Les entreprises multinationales qui font des affaires au Qatar se doivent aussi d’assumer leur part de responsabilité envers les travailleurs de leur chaîne d’approvisionnement, y compris les travailleurs du transport qui sont restés en rade quand le blocus a commencé et les travailleurs migrants qui voyageaient via le Qatar, qui avait jusqu’ici été un important hub aérien d’accès vers les autres pays de la région. Les besoins immédiats de ces travailleurs doivent être pris en considération et les engagements salariaux honorés. La Fédération internationale des journalistes a également appelé l’Arabie saoudite et ses alliés à cesser de traiter les journalistes comme des ballons politiques à l’heure où le réseau d’information Al Jazeera, financé par le Qatar, est menacé de fermeture dans plusieurs pays < http://www.ifj.org/nc/news-single-view/backpid/50/article/stop-using-journalists-as-political-footballs-in-qatar-crisis-demands-ifj/ >. Les entreprises de construction au Qatar doivent s’assurer que les éventuels retards encourus dans les projets d’infrastructure ne donnent pas lieu à des licenciements ou des réductions salariales.
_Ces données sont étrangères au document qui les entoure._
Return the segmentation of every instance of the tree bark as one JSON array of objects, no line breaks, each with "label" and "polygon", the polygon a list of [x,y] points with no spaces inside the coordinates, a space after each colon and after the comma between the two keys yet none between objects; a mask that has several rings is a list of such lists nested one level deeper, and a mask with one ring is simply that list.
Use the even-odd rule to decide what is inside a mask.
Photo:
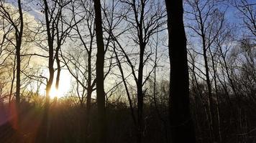
[{"label": "tree bark", "polygon": [[98,142],[107,142],[104,93],[104,45],[103,42],[102,19],[100,0],[94,0],[95,24],[97,44],[96,55],[96,94],[98,107]]},{"label": "tree bark", "polygon": [[169,34],[170,120],[173,143],[196,142],[190,113],[186,38],[183,1],[165,0]]}]

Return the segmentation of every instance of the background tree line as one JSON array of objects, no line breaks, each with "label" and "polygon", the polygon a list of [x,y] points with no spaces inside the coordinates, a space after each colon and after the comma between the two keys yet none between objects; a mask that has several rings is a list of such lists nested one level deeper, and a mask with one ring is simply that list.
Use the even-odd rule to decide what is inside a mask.
[{"label": "background tree line", "polygon": [[254,142],[255,6],[1,1],[0,141]]}]

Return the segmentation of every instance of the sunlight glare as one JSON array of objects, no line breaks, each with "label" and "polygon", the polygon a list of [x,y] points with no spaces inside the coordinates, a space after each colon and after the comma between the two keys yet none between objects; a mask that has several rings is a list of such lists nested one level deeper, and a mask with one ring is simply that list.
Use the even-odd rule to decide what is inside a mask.
[{"label": "sunlight glare", "polygon": [[50,98],[54,99],[55,97],[60,98],[60,94],[58,90],[55,87],[52,87],[50,91]]}]

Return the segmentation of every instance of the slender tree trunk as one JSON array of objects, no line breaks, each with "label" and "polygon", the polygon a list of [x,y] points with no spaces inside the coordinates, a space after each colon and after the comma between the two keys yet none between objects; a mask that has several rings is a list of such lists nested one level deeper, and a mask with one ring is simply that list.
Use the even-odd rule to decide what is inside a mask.
[{"label": "slender tree trunk", "polygon": [[[56,83],[55,83],[55,89],[58,91],[59,89],[59,84],[60,84],[60,60],[59,58],[59,49],[57,48],[56,54],[55,54],[55,59],[57,63],[57,75],[56,75]],[[57,95],[55,95],[57,96]]]},{"label": "slender tree trunk", "polygon": [[17,56],[17,75],[16,75],[16,103],[19,105],[20,102],[20,49],[23,34],[23,14],[21,0],[18,0],[19,14],[20,21],[19,31],[16,31],[16,56]]},{"label": "slender tree trunk", "polygon": [[106,121],[104,93],[104,45],[103,42],[101,1],[94,0],[95,24],[97,43],[96,55],[96,94],[98,107],[98,142],[106,141]]},{"label": "slender tree trunk", "polygon": [[189,107],[186,38],[183,20],[183,1],[165,0],[169,34],[170,119],[173,143],[196,142]]}]

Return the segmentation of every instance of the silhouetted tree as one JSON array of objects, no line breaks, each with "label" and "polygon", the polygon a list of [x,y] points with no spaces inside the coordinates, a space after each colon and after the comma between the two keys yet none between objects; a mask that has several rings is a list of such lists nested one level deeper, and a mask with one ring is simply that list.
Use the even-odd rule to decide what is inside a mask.
[{"label": "silhouetted tree", "polygon": [[172,142],[196,142],[190,113],[186,38],[183,1],[165,0],[169,35],[170,119]]},{"label": "silhouetted tree", "polygon": [[104,92],[104,44],[103,42],[101,1],[94,1],[95,24],[97,43],[96,94],[98,107],[98,142],[107,142]]}]

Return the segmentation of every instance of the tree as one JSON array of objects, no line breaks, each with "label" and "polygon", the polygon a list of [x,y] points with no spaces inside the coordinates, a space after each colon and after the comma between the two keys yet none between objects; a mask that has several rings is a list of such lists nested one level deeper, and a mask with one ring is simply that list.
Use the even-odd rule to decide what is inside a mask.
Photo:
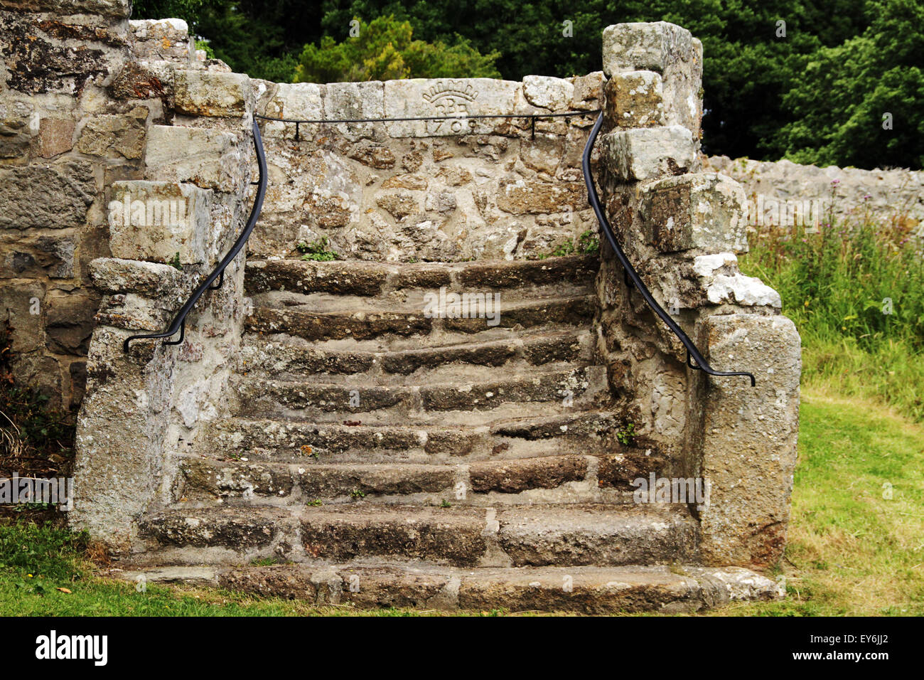
[{"label": "tree", "polygon": [[777,139],[796,163],[924,165],[924,6],[872,0],[867,12],[866,31],[819,50],[784,99],[792,120]]},{"label": "tree", "polygon": [[324,36],[307,44],[298,58],[295,80],[300,82],[387,80],[399,78],[498,78],[498,53],[480,54],[458,36],[442,41],[413,39],[408,21],[394,16],[369,23],[357,19],[358,35],[337,43]]}]

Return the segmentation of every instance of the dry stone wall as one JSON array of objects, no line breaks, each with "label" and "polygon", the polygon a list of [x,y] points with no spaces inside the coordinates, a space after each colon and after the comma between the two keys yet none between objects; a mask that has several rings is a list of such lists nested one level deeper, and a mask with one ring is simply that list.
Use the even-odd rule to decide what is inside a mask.
[{"label": "dry stone wall", "polygon": [[[600,107],[602,73],[386,82],[255,81],[270,117],[458,116],[458,120],[267,121],[271,185],[249,252],[326,238],[342,257],[527,259],[596,230],[580,173],[593,116],[466,117]],[[296,139],[298,134],[298,139]]]},{"label": "dry stone wall", "polygon": [[[869,211],[876,219],[898,222],[924,238],[924,171],[902,168],[861,170],[817,167],[787,160],[732,160],[710,156],[704,166],[741,183],[752,215],[748,224],[784,224],[784,209],[796,211],[806,202],[819,202],[820,216],[833,208],[841,219],[857,220]],[[760,207],[758,199],[760,198]],[[763,214],[758,217],[758,210]],[[773,213],[776,213],[774,216]]]},{"label": "dry stone wall", "polygon": [[[445,261],[538,258],[596,232],[580,157],[602,108],[594,174],[629,259],[715,368],[746,367],[758,384],[687,366],[605,248],[598,358],[639,434],[712,485],[698,510],[702,561],[779,558],[799,339],[779,295],[737,268],[744,189],[700,167],[702,52],[688,31],[611,26],[603,72],[580,78],[286,84],[199,58],[181,22],[129,22],[128,0],[21,6],[0,0],[0,186],[11,188],[0,194],[0,313],[16,328],[18,379],[66,405],[86,381],[76,526],[143,550],[139,517],[174,500],[177,460],[223,414],[243,257],[193,310],[181,345],[126,354],[122,342],[164,329],[242,227],[254,114],[456,117],[264,121],[270,190],[249,243],[251,255],[284,257],[326,237],[348,259]],[[573,110],[588,113],[476,117]]]},{"label": "dry stone wall", "polygon": [[601,198],[630,262],[693,339],[711,377],[624,281],[608,246],[598,277],[601,347],[611,389],[685,476],[710,485],[699,509],[706,563],[773,564],[789,517],[798,428],[800,340],[779,294],[744,276],[745,192],[699,162],[702,52],[673,24],[603,32]]}]

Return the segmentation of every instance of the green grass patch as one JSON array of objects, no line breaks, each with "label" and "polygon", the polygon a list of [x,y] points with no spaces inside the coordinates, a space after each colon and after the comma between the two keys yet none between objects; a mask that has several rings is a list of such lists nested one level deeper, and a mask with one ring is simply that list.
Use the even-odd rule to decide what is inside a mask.
[{"label": "green grass patch", "polygon": [[[92,575],[85,546],[85,537],[61,529],[0,526],[0,615],[444,615],[158,585],[138,592],[133,584]],[[924,427],[875,401],[807,390],[789,544],[778,573],[786,578],[786,600],[706,613],[924,615]]]},{"label": "green grass patch", "polygon": [[713,613],[924,615],[924,427],[876,401],[813,390],[801,415],[788,597]]},{"label": "green grass patch", "polygon": [[802,336],[803,385],[876,399],[924,422],[924,255],[900,217],[858,211],[805,228],[764,228],[741,258],[783,298]]}]

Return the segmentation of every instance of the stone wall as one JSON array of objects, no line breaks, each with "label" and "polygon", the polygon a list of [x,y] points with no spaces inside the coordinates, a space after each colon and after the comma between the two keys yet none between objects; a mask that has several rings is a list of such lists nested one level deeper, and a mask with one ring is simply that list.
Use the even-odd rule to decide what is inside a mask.
[{"label": "stone wall", "polygon": [[782,554],[798,427],[800,340],[780,296],[738,270],[740,184],[699,167],[702,51],[673,24],[603,31],[605,123],[595,175],[617,239],[712,377],[624,282],[606,246],[600,352],[638,431],[711,487],[699,510],[706,563],[767,566]]},{"label": "stone wall", "polygon": [[128,0],[22,6],[0,2],[0,324],[14,328],[15,378],[76,409],[105,187],[139,172],[160,103],[106,90],[130,48]]},{"label": "stone wall", "polygon": [[[348,259],[444,261],[541,257],[596,232],[579,166],[592,115],[537,120],[535,130],[473,117],[602,107],[594,175],[620,242],[713,367],[750,370],[757,387],[688,367],[605,247],[599,358],[640,436],[711,484],[698,511],[702,561],[779,558],[799,339],[779,295],[737,268],[744,189],[700,167],[702,52],[688,31],[611,26],[603,72],[581,78],[322,86],[201,60],[180,23],[129,22],[128,0],[20,6],[0,0],[0,179],[13,188],[0,197],[0,312],[16,328],[18,379],[76,405],[87,376],[74,525],[140,549],[138,517],[171,500],[177,454],[222,414],[246,311],[243,257],[193,310],[183,344],[140,341],[126,354],[122,342],[164,329],[239,232],[255,113],[459,116],[305,124],[298,139],[294,125],[264,121],[270,190],[249,243],[251,254],[281,257],[327,237]],[[114,218],[120,205],[133,215],[134,202],[181,204],[184,220]]]},{"label": "stone wall", "polygon": [[[602,74],[277,84],[257,81],[258,112],[344,119],[598,109]],[[326,237],[347,259],[522,259],[596,230],[580,173],[593,116],[266,122],[271,186],[249,243],[285,256]],[[298,139],[296,139],[296,134]]]},{"label": "stone wall", "polygon": [[841,218],[856,219],[869,210],[884,222],[898,221],[917,228],[924,238],[922,170],[817,167],[787,160],[732,160],[728,156],[710,156],[703,166],[740,182],[754,207],[758,196],[763,197],[764,204],[821,201],[825,209],[833,206]]}]

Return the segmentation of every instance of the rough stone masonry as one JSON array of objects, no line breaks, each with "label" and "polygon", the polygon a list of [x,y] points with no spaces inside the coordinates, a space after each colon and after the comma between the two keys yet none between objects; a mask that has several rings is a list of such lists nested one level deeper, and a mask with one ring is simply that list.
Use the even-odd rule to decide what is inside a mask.
[{"label": "rough stone masonry", "polygon": [[[688,31],[610,26],[602,71],[571,79],[317,85],[201,60],[182,22],[129,21],[128,0],[0,7],[0,314],[15,328],[18,378],[80,405],[75,526],[116,552],[146,550],[140,519],[179,500],[179,456],[226,411],[249,311],[243,255],[194,310],[183,344],[139,342],[128,355],[121,345],[164,328],[240,229],[255,113],[460,115],[298,131],[263,122],[269,192],[247,253],[272,261],[326,238],[347,262],[445,263],[531,260],[596,234],[580,155],[602,109],[596,181],[630,260],[714,367],[757,377],[752,389],[688,368],[604,247],[593,352],[607,389],[680,472],[711,484],[711,504],[696,511],[700,563],[780,558],[799,338],[779,295],[738,270],[741,186],[700,171],[703,56]],[[465,117],[563,111],[588,114],[534,130]],[[185,219],[113,219],[110,204],[126,196],[182,201]]]}]

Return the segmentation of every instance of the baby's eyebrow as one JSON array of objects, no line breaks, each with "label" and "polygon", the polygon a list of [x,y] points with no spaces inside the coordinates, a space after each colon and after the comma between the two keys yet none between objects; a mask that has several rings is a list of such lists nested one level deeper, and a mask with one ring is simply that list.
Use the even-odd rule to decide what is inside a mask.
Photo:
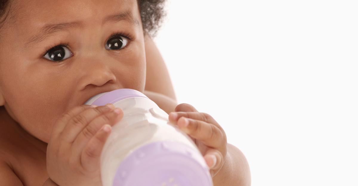
[{"label": "baby's eyebrow", "polygon": [[[106,23],[116,22],[122,21],[126,21],[134,26],[139,25],[139,21],[134,17],[132,11],[127,10],[123,12],[107,16],[103,20],[102,26],[103,26]],[[24,45],[24,46],[25,48],[30,47],[56,32],[68,31],[71,29],[83,27],[83,21],[47,24],[42,27],[40,32],[31,37],[27,42]]]}]

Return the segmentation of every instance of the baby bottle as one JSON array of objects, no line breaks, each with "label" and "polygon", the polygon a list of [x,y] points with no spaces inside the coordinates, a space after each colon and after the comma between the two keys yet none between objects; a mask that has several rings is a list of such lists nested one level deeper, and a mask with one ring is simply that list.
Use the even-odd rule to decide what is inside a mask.
[{"label": "baby bottle", "polygon": [[169,122],[168,114],[137,90],[122,88],[90,98],[124,113],[112,127],[101,156],[103,186],[212,186],[196,145]]}]

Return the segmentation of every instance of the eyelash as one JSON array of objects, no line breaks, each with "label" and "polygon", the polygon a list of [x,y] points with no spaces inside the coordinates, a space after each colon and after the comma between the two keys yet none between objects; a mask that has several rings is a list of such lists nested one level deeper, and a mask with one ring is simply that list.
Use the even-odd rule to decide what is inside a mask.
[{"label": "eyelash", "polygon": [[[122,37],[125,37],[126,38],[127,38],[128,40],[129,40],[130,41],[132,41],[133,40],[132,37],[131,36],[131,35],[130,35],[130,33],[129,33],[128,32],[118,32],[115,33],[113,33],[113,34],[112,34],[112,35],[111,35],[111,36],[110,36],[109,38],[111,38],[112,37],[113,37],[113,36],[122,36]],[[127,47],[128,46],[129,43],[127,43],[127,45],[126,45],[125,46],[124,48],[122,48],[121,50],[124,49],[124,48],[125,48],[126,47]],[[57,45],[51,45],[50,47],[46,48],[46,49],[45,50],[46,51],[46,52],[45,52],[45,53],[42,55],[42,56],[43,57],[44,57],[50,51],[50,50],[51,49],[52,49],[53,48],[54,48],[54,47],[66,47],[67,48],[68,48],[69,47],[68,46],[68,43],[67,43],[67,42],[61,42],[59,43]],[[71,50],[70,50],[70,48],[68,48],[68,50],[69,50],[70,51],[71,51]],[[71,51],[71,52],[72,52],[72,51]],[[61,61],[58,61],[57,62],[61,62]]]}]

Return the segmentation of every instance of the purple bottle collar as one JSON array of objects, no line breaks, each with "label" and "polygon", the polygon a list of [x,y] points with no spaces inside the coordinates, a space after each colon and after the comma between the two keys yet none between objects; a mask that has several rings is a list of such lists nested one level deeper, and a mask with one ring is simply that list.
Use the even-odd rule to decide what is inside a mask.
[{"label": "purple bottle collar", "polygon": [[[87,100],[85,104],[96,95]],[[107,103],[114,104],[122,99],[134,97],[141,97],[149,99],[144,94],[136,90],[130,88],[120,88],[106,92],[91,104],[102,106]]]}]

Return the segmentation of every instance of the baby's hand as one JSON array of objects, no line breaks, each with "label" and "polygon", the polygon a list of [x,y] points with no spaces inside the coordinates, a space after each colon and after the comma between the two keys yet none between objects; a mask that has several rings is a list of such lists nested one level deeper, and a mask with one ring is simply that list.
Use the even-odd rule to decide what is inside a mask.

La position de l’Arabie saoudite, des EAU et du Bahreïn, les forces instigatrices du blocus, vient souligner le fossé qui existe entre les pays de la région et les différentes positions adoptées par les familles gouvernantes eu égard à leur soutien à divers groupes fondamentalistes, y compris les risques posés à leur mainmise absolue sur le pouvoir dans la région du Golfe.

L’Arabie saoudite et le Qatar se trouvent aussi engagés dans une course à l’armement effrénée, avec l’annonce par le gouvernement saoudien d’un contrat d’armement de 110 milliards USD avec les États-Unis et l’achat par le Qatar, également auprès des États-Unis, de matériel militaire pour une valeur estimée de 12 milliards USD. Ces contrats d’armement viennent s’ajouter à l’afflux, au cours des dernières années, de matériel militaire en provenance d’autres pays exportateurs d’armes vers la région.

Pendant ce temps, la guerre par procuration à laquelle se livrent l’Arabie saoudite et l’Iran au Yémen a déjà coûté des milliers de vies humaines et plongé ce pays dans une épidémie de choléra, avec près de 5000 nouveaux cas déclarés chaque jour. L’annonce par la Turquie du déploiement de milliers de soldats au Qatar, où les États-Unis comptent d’ores et déjà une présence militaire énorme, est susceptible d’attiser les tensions dans la région.

« L’absence de démocratie et de droits humains dans les pays du Golfe et les contrats d’armements plantureux conclus avec les États-Unis et d’autres pays, auxquels viennent s’ajouter les politiques autoritaires des puissances régionales comme la Turquie et l’Iran, font naître la menace d’un conflit encore plus étendu que les guerres dévastatrices qui font déjà rage au Moyen-Orient. Ce sont les gens ordinaires, les citoyens des pays en guerre et les travailleurs migrants dont le labeur permet aux économies des pays du Golfe de se maintenir à flot, qui paient le prix », a déclaré madame Burrow.